Actuellement, au Sahara Occidental, nous ne jouissons d’aucun droit démocratique malgré le discours du Royaume chérifien auquel se laissent prendre trop d’Etats. Dans nos territoires, ni la loi marocaine, ni les conventions internationales ne sont respectées. Certes, en tant que Sahraouis, soucieux de construire une société démocratique, ce qui n’a rien à voir avec ce que le Maroc nous propose aujourd’hui, nous sommes aujourd’hui un peuple qui milite pour l’autodétermination et l’indépendance politique. Nous sommes attachés à ce que la démocratie se développe au Maroc pour 2 raisons.

 Le peuple Marocain frère a le droit de jouir de tous ses droits et il est digne de vivre une « vraie démocratie« et pas une « pseudo démocratie ».tous les pouvoirs sont monopolisés par le Roi où les élections ne sont qu’un mécanisme formel, où le gouvernement n’exerce pas le pouvoir, le parlement ne rempli pas son rôle de contrôle et ne supervise pas la vie politique, économique et sociale du pays. Ainsi, toutes les compétences et prérogatives des les institutions « constitutionnelles » et politiques du pays sont aliénés et suivent à la lettres les dictats du palais. La Constitution marocaine, elle-même, donne au Roi des compétences illimitées et un pouvoir quasi absolu. Elle stipule expressément la nature sacrée de la personne du roi et constitutionalise certains «  tabous« ! : Flagrante contradiction avec les principes fondamentaux de la démocratie et des Droits de l’Homme que le Maroc s’est engagé à respecter.

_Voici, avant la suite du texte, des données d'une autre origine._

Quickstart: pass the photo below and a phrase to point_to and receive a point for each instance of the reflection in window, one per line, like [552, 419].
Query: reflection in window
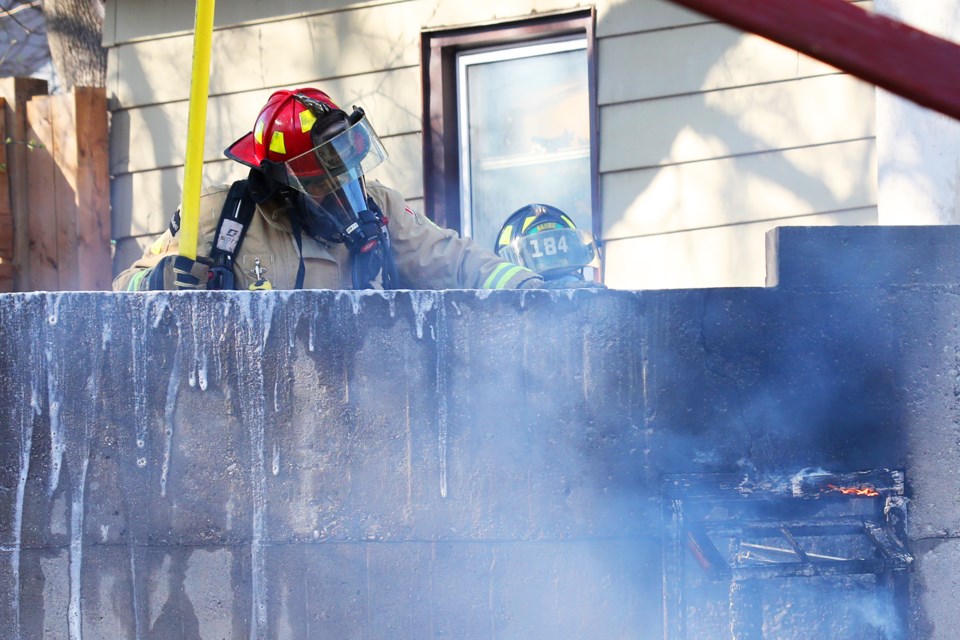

 Nous continuons de penser qu’une vraie démocratie au Maroc ne peut que se répercuter positivement sur la question du Sahara Occidental et sera de nature à accélérer la résolution du problème de décolonisation. Elle devrait permettre sans aucun doute à notre peuple de décider de son destin et de former un Etat libre démocratique et indépendant.
Malgré le prise de position de certains pays de la communauté internationale et au sein même du Conseil de Sécurité, nous estimons que la politique de la plupart des pays d’Europe vis-à-vis du Maroc, encourage ce dernier à continuer ses actions répressives et entrave par conséquent les efforts pour la résolution du conflit du Sahara Occidental.

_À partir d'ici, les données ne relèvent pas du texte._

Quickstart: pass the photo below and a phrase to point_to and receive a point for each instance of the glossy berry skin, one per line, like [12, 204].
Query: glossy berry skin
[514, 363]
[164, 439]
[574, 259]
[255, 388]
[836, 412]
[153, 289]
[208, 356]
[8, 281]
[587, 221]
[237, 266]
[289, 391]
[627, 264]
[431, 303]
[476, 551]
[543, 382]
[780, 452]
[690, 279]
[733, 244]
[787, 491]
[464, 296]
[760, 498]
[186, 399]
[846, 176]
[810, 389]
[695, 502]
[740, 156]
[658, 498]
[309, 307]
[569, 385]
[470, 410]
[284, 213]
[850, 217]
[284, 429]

Dans notre situation actuelle de peuple colonisé qui ne jouit d’aucune protection face aux violations continues des Droits de l’Homme au Sahara Occidental, qui est volontairement oublié des médias, qui ne sent pas une communauté internationale concernée par son malheur et prête à respecter les engagements qu’elle a pris au sein de l’ONU,
Nous – Société Civile Sahraouie – nous apprécions hautement l’initiative prise par vos soins avec quelques honorables membres de l’Assemblée parlementaire du Conseil d’Europe qui ont signé le projet de la résolution N. 12603 du 19/04/2011, et qui l’ont fait adopter. Nous espérons vivement, il y va du respect de notre droit à l’autodétermination et du futur de notre peuple, que le Conseil de l’Europe saura traiter la question du Sahara Occidental avec une nouvelle vision respectueuse des droits du peuple sahraoui ( et ce malgré la présence de parlementaires marocains au sein même de votre Assemblée parlementaire). Cependant, si cette Assemblée trouvait des personnes, des entités ou des organismes ou autres mécanismes qui pourraient participer à un réel déblocage de la situation actuelle, la société civile sahraouie est prête à y apporter sa totale implication dans le respect de ses droits.

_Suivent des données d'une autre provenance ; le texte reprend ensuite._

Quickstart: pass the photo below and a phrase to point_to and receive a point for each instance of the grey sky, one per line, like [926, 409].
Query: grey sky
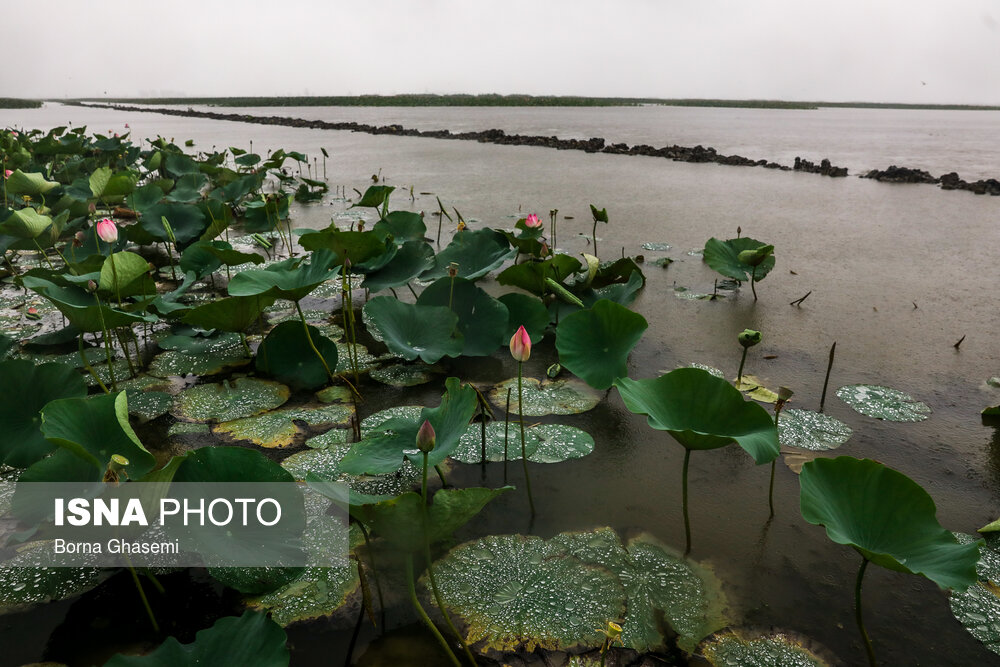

Madame la Rapporteure, nous vous remercions de votre long déplacement jusqu’à El Aaiun pour nous écouter et voir de plus près notre calvaire, nous restons à votre disposition et nous vous remercions de transmettre notre message et notre appel à Strasbourg : un appel au respect des droits de l’Homme bafoués quotidiennement au Sahara Occidental et la mise en application des résolutions onusiennes.
Et dans l’espoir de voir l’Assemblée parlementaire du Conseil de l’Europe prendre des initiatives pour qu’enfin le peuple sahraoui puisse s’autodéterminer et devenir lui aussi partenaire pour la démocratie avec le Conseil de l’Europe.
Nous vous prions d’agréer, Madame la Rapporteure, l’expression de notre sincère gratitude et notre haute estime.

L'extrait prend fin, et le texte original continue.